In terms of change I’ve just watched the scene grow a lot. It’s bigger than ever now and there’s tons of people out there making this stuff and that’s great. On the other hand I think it’s reaching a point where people are fracturing off into different directions. I personally haven’t felt very connected to the core of it the past few years and have moved off in my own direction, but there’s still a bit of it in me because it’s where I started.
With respect to the scene as a whole it’s getting more attention with soundtracks or established artists adopting the sound, so I think it’s healthy for people to experiment more and add something new to the scene. There’s a lot of neon grids out there…
Who are some artists you’ve been enjoying lately?
The new albums from Gorillaz and Ryuichi Sakamoto are both amazing. I’ve also been revisiting Run The Jewels 3 a bit lately.
What artists influenced you as you were growing up?

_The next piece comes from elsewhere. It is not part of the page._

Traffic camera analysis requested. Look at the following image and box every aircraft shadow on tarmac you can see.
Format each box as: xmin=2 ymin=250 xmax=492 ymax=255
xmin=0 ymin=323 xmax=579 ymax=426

Japanese band Buck-Tick first and foremost. They’ve had the same lineup since 1985-ish but their sound has evolved so much over the years. I’ve been a fan of them ever since I started making music and they’ve played a major part in crafting my overall sound, specifically their albums One Life, One Death, and Mona Lisa Overdrive.
Aside from that artists like Bowie, The Cure, Android Lust, and Ed Harrison’s brilliant work on the Neo-Tokyo soundtracks. Also composers like Kenji Kawai and Yoko Kanno.
Your last album, Omens III, came out in April. How do you feel about the completed project and how does it tie in with Omens I and II?
Omens I was released around Halloween that year so it felt like a name the suited the overall goth feel of the album. After I had put out my first full length, Cadence, I needed a break from synthwave and concept stuff. I started knocking out all these dark “gothy” songs that felt like they fit together and before long I had a whole album that I didn’t even plan. It felt like an appropriate follow up to the first OMENS so I named it OMENS II. Likewise, after Sons of Seraph, I made OMENS III to unwind. I think I’ve got a couple more in that “series” left in me – I certainly loved making them.
When you aren’t writing, what’s a normal day for you?
I’m a graphic designer and marketing specialist for a huge medical company which doesn’t sound very exciting. That said, even during the day I’ll get ideas for songs or albums or what have you and jot down notes to revisit later.
For an artist just starting out, what is some advice you wish someone had given you?
Learn about mixing and mastering and EQing! I struggle with that since I just kind of learned all this stuff on my own. I’m planning on digging into it more soon so my future releases sound better.
Also, everyone is really critical of their own work. It’s really easy to look at your contemporaries and think “Jesus, that’s so good, I can never do that.” Just keep at it. Keep working. Keep making music.
What’s on the horizon for Neon Shudder?
I’ve been working for a while on a horror themed release called “The Aberrant.” It’s kind of a cyberpunk thriller/horror story/album. I’m aiming for an October release. Then I have to wrap up my cyberpunk trilogy then it’s off to OMENS IV. After that I don’t know. I’m taking a hiatus after that so probably nothing for a long while.
Favorite comic book character?
Marko and Alana from Saga.
Dream artist to collaborate with?
Buck-Tick, Makeup and Vanity Set, Android Lust, Raymond Watts.
Anyone you’d like to thank or shout out?
Anyone who has supported my music and myself, and people who have just supported this scene altogether. I don’t think it would last if people didn’t support it, share it, play it for others, go to shows, etc. So thank you!